The UK’s £82bn (€98bn) Universities Superannuation Scheme is moving £5bn of its global developed markets equity allocation to a new climate index that will weight companies according to their emissions reduction performance.
The change affects both defined benefit and defined contribution assets, and is linked to USS’s ambition to cut its portfolio emissions to net-zero by 2050 if not before.
The new approach will be managed by Legal & General Investment Management, using a climate transition benchmark developed by USS and Solactive.
The shift to the benchmark will initially reduce portfolio greenhouse gas emissions compared with the broad equity market by at least 30%, and further decrease the carbon intensity by 7% each year thereafter. USS said all Scope 1, 2 and 3 emissions would be included from the outset.
A spokeswoman for USS told IPE the benchmark met EU climate benchmark standards.
The index is required to be overweight in companies that are successfully hitting adequate decarbonisation targets and must also not be underweight in high-impact sectors, such as manufacturing and construction, which are those deemed critical to the successful transition to a low-carbon economy.
The index also bars companies that rank poorly on the four UN Sustainable Development Goals (SDGs) relating to environmental sustainability and climate index, as well as companies that violate the UN Global Compact.
Simon Pilcher, chief executive officer of USS Investment Management, said the adoption of the index was “natural progression” to USS’s investment strategy following the announcement of its net-zero ambition. At the time, USS told IPE it was thinking about introducing a climate tilt in its defined contribution fund.
“We think we will be one of the first major UK pension schemes to do this and is a significant step towards achieving our net zero ambition,” added Pilcher. ”The move will also inform our thinking on the way we approach investment more widely in both the defined benefit and defined contribution segments of the scheme.”
Innes McKeand, head of strategic equities of USS Investment Management, said USS believed investment in more climate-friendly assets, which he described as those positioned to adapt or benefit as the world transitions to a low-carbon economy, offered upside return potential, while lower exposure to companies poorly positioned to adapt to such a world reduced the pension fund’s exposure to downside risk.
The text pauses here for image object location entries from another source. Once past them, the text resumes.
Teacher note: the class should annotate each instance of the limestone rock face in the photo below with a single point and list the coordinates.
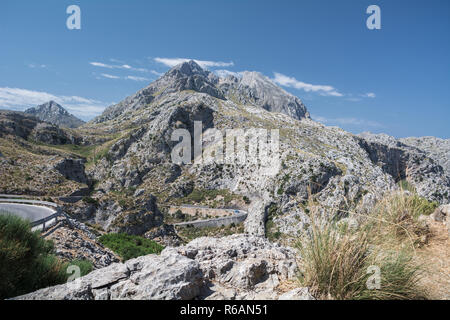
(255, 88)
(163, 277)
(72, 169)
(75, 242)
(426, 170)
(297, 294)
(53, 113)
(234, 267)
(26, 126)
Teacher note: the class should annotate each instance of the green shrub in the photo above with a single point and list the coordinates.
(336, 259)
(130, 246)
(26, 260)
(84, 265)
(336, 265)
(90, 200)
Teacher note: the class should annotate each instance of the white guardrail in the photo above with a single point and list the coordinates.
(24, 200)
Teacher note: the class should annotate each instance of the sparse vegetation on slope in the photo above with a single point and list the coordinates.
(27, 262)
(130, 246)
(339, 262)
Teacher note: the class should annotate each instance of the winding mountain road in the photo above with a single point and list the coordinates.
(26, 211)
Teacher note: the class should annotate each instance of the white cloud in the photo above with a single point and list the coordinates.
(117, 66)
(136, 78)
(290, 82)
(21, 99)
(347, 121)
(224, 73)
(109, 76)
(34, 66)
(171, 62)
(369, 95)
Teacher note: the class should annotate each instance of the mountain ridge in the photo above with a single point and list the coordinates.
(55, 114)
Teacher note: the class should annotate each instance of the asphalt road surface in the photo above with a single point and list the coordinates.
(31, 212)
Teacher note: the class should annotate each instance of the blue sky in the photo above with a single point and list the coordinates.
(394, 80)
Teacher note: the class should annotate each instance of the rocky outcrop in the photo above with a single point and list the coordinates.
(74, 241)
(27, 126)
(72, 169)
(421, 169)
(254, 88)
(53, 113)
(234, 267)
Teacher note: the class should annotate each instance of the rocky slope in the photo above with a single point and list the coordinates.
(131, 177)
(127, 153)
(339, 169)
(234, 267)
(55, 114)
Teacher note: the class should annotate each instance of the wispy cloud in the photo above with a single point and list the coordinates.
(35, 66)
(224, 73)
(21, 99)
(114, 77)
(117, 66)
(171, 62)
(291, 82)
(109, 76)
(136, 78)
(369, 95)
(347, 121)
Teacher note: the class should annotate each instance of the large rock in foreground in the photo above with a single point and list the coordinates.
(234, 267)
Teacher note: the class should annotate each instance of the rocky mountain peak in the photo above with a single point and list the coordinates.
(188, 68)
(54, 113)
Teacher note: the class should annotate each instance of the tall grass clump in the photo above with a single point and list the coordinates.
(340, 262)
(26, 260)
(130, 246)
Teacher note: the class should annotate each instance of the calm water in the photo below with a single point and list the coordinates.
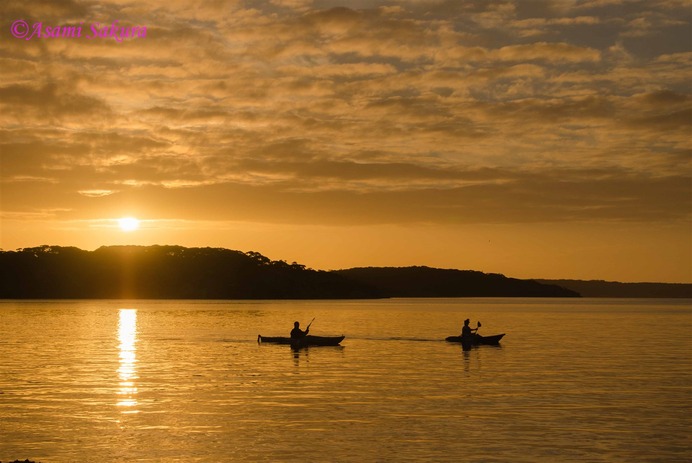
(574, 380)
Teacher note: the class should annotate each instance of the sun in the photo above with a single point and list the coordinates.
(128, 224)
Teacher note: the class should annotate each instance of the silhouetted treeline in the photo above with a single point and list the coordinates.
(164, 272)
(597, 288)
(434, 282)
(176, 272)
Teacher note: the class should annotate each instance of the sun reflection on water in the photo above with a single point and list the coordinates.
(127, 371)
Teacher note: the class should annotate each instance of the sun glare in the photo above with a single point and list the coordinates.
(128, 224)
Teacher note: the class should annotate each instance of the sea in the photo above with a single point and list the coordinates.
(573, 380)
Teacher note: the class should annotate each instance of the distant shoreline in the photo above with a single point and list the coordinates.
(179, 273)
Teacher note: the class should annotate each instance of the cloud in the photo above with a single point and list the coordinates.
(445, 112)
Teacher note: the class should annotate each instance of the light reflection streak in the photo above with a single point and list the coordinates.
(127, 370)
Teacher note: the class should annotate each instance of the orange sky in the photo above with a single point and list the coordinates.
(538, 139)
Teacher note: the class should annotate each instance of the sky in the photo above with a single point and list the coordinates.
(537, 139)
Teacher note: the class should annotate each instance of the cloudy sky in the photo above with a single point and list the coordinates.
(539, 139)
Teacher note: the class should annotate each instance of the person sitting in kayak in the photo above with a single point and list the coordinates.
(467, 331)
(297, 333)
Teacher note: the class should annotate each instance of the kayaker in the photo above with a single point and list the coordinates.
(297, 333)
(467, 331)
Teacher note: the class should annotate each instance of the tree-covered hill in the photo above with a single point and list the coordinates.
(176, 272)
(435, 282)
(164, 272)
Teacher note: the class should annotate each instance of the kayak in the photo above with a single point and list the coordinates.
(477, 340)
(308, 340)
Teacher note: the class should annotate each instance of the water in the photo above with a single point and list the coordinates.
(584, 380)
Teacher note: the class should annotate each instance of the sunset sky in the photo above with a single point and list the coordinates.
(538, 139)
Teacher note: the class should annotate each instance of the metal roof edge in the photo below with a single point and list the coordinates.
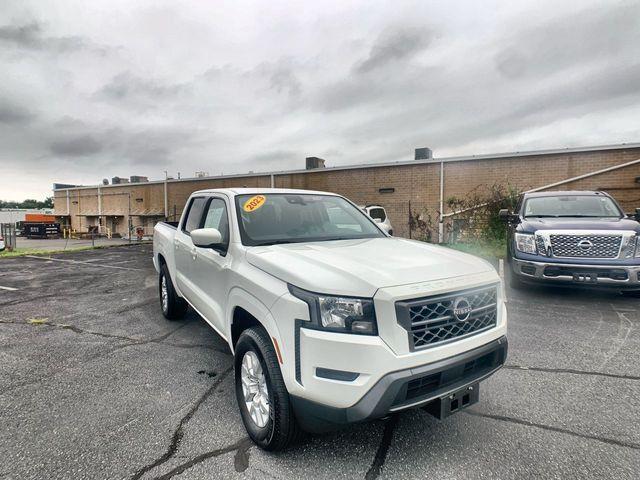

The news of USS introducing a climate tilt comes after the Church of England last week announced that its national investing bodies had added 28 high carbon-emitting companies to a “restricted list” because they failed to meet the investors’ latest climate change-related expectations.
Twenty companies have made climate-related changes to stay off the Church’s list since 2020.
Only £9.2bn Church Commissioners is invested in any of the companies on the new restricted list but it is not clear which ones, if any, beyond ExxonMobil as Church of England only discloses the Church Commissioner’s top 10 holdings and these do not include any of the newly banned companies.
With regard to ExxonMobil, the Church of England said the oil and gas company did not meet the “climate hurdles” established for 2021 but that the Commissioners will delay implementation of the ensuing restriction to continue their engagement with Exxon and support the three new board members elected following last year’s shareholder campaign, which was supported by the Commissioners.
USS is at the centre of a dispute between employers and university trade unions over the 2020 valuation of the scheme and ensuing action to address the affordability of benefits. University College Union, the union for academics, last week said 44 out of 68 USS pension branches now had a mandate for industrial action following reballoting.
Last year USS said a legal challenge being sought by a group of academics, including on the grounds that the pension scheme’s not divesting from fossil fuels was causing significant financial detriment, was without merit.